Wednesday, August 10, 2011

Sophisticated Theology

Atheists are often accused of being ignorant about modern sophisticated religion. We're supposed to be stuck in the middle ages attacking a strawman version of religion that has no relevance to the beliefs of 21st century theists.

This argument has always puzzled me since I seem to have completely missed all the modern sophisticated proofs of the existence of God that these people talk about. Richard Dawkins also apparently missed them all in The God Delusion.

Last September I embarked on a voyage of discovery where I asked for a brief description of modern sophisticated theology: A Challenge to Theists and their Accommodationist Supporters. You probably won't be surprised to discover that after 552 comments nobody came up with anything that was less than 500 years old.

But, in fairness, the big names of philosophy, theology, and science didn't contribute to that discussion on Sandwalk. So here's your chance to see what modern sophisticated theology looks like in the 21st century. Only this time it's the top thinkers in philosophy and theology who are giving us the answers.

Jerry Coyne has posted brief summaries of their answers at: 20 voices of belief. I urge you to watch the video yourself—that way nobody can ever accuse you of being ignorant of the very best arguments for the existence of God.

The image from The Emperor's New Clothes is a reference to The Courtier's Reply, which remains the best description of what modern sophisticated theology is all about.


  1. I am now an atheist, but in high school, the last time I believed, my faith was of a higher intellectual quality than the feeble-minded prattle showcased from the 20 "intellectuals".

    Which I suppose makes perfect sense. You can sustain a faith in Zeus, Thor, Huitzilopochtli, whomever, only if part of your brain in permanently preserved in jelly aspic. Which would limit the intellectual machinery that can be brought to bear on the issue.

  2. There might be a selection effect here. Most theists know squat about their intellectual history, and reading Barth, Bultmann, Gutiérrez, Tillich, Macquarrie, Rahner and Van Till is not something the usual folk theist does. Mind, I do not think these guys are always as sharp as their rep suggests, but they often are (Barth in particular is amazing; I and a friend used to read the Kirchliche Dogmatik together - we called it "reading in the Barth". He spoke Greek and Latin and I did the German.).

  3. "I urge you to watch the video yourself—that way nobody can ever accuse you of being ignorant of the very best arguments for the existence of God."
    Instead of being ignorant of the arguments, it'll be "not truly understanding the arguments" instead.

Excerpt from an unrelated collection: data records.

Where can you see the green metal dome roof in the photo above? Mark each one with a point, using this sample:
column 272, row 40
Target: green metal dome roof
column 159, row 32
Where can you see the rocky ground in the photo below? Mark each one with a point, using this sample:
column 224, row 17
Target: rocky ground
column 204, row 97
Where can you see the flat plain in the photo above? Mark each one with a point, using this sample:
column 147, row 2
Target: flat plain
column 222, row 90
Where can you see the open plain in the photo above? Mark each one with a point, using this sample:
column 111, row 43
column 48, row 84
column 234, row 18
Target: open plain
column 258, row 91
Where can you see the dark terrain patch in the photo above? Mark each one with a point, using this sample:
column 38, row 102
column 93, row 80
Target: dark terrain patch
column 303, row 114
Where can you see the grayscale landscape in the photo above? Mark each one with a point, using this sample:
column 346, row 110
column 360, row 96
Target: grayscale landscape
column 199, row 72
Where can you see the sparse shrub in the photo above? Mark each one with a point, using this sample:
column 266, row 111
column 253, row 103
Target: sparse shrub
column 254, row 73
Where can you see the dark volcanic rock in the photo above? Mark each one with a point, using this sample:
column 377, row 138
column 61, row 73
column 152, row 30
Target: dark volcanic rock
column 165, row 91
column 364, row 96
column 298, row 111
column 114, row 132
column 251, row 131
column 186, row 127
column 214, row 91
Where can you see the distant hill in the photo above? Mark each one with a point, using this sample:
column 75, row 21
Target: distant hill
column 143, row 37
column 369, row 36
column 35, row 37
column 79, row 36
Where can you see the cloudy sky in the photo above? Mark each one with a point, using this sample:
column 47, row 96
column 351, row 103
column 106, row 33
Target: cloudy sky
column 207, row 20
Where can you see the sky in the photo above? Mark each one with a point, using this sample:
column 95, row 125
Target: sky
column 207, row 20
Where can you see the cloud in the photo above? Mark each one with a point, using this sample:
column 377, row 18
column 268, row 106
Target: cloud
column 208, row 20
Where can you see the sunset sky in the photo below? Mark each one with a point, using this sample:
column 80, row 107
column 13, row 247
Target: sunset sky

  4. Truly explain us then, Kel.

  5. On Wilkins' recommendation (who I respect, despite the tone of this post), I wiki'ed Barth. Here is what I found there:

    "His argument follows from the idea that God is the object of God’s own self-knowledge ... to ascribe the salvation or damnation of humanity to an abstract absolute decree is to make some part of God more final and definitive than God's saving act in Jesus Christ. God's absolute decree, if one may speak of such a thing, is God's gracious decision to be for humanity in the person of Jesus Christ ... Barth retains the notion of double predestination but makes Jesus himself the object of both divine election and reprobation simultaneously"

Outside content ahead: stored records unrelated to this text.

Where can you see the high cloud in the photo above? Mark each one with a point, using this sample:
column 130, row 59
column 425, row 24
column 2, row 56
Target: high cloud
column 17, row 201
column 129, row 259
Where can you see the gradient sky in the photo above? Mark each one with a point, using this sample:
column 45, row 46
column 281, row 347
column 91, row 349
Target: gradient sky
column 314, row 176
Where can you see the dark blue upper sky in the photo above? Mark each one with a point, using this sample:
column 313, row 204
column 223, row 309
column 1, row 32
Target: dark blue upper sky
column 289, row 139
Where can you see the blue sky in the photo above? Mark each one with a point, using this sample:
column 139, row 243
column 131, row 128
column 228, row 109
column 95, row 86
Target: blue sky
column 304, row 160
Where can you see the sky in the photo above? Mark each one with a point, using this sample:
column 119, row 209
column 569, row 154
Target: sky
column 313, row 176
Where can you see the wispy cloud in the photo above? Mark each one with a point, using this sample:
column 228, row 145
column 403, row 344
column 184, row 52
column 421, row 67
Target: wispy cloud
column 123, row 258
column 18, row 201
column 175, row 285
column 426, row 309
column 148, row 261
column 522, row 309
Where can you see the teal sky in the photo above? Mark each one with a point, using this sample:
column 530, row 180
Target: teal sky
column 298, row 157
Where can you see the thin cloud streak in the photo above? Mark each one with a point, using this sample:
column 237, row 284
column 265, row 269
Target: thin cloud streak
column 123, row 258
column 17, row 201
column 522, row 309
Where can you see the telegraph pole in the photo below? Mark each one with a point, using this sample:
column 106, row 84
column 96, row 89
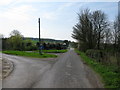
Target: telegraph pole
column 40, row 51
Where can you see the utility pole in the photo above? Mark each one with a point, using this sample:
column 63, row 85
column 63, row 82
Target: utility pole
column 40, row 51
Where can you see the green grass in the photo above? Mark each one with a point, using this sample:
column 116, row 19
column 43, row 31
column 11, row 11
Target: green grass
column 30, row 54
column 109, row 74
column 54, row 51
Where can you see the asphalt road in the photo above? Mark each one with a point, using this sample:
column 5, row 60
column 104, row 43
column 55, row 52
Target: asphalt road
column 67, row 71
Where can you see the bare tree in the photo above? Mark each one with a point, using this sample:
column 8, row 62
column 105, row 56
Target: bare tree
column 82, row 31
column 100, row 24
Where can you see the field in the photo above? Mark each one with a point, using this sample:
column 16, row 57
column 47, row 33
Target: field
column 30, row 54
column 109, row 73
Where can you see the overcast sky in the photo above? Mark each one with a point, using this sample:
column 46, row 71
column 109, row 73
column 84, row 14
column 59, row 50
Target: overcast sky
column 57, row 18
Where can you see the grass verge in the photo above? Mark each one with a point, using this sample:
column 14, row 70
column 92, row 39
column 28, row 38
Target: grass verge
column 110, row 74
column 54, row 51
column 29, row 54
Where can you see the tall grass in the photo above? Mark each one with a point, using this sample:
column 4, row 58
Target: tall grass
column 109, row 73
column 30, row 54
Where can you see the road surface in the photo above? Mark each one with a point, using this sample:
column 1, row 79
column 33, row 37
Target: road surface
column 67, row 71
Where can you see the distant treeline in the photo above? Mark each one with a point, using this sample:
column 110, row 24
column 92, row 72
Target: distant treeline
column 16, row 41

    It's been my experience, in every subject I've ever studied save one, that actual knowledge dispensed by knowledgeable people makes a subject clearer, not more muddled. The above quotes are typical of the one exception. It sounds like the stuff of college students trying to appear more sagely than they are after too many bong hits. If that's the best modern theology has to offer, you can keep it. The most dense treatise on quantum mechanics is more informative.

  6. that actual knowledge dispensed by knowledgeable people makes a subject clearer, not more muddled

    It has actually being the point of the cleverest theologians to make things as muddled as possible. For instance, Van Till's "best" accomplishment was the transcendental argument for "God," which is nothing but quite the muddled tricks to marrying logic and reason (and morality) to the biblical god also "solving" the problem of induction. That thing degenerated into a set of tricks for the unwary, a red herring that keeps honest people arguing about laws of logic and absolutes rather than figure out the true problems of such B.S. ... ahem ... I mean, of such "sophisticated theology."

    Anyway ...

  7. "Truly explain us then, Kel."
    What do I need to explain? Just saying, if the accusation is not ignorance in familiarity, it'll be ignorance in it's implications. You just can't win.

  8. This film doesn't contain what it proports to contain. No arguments are suggested or explored.

    I can only conclude that it wasn't put together sincerely. It's a joke. Viewers should it approach it that way.

    It contains vague references to; bogus miracles, unavoidable suffering, puzzling with limited intellect, satanic agnosticism, timelessness, Platonic forms, knowing the future, changing the past, nature poetically opening up to its own depths, a couple of darwinian primates with souls, effects without changes, cosmic doom, proving negatives, judging texts, defensive instincts, quantum consciousness, and negative theology.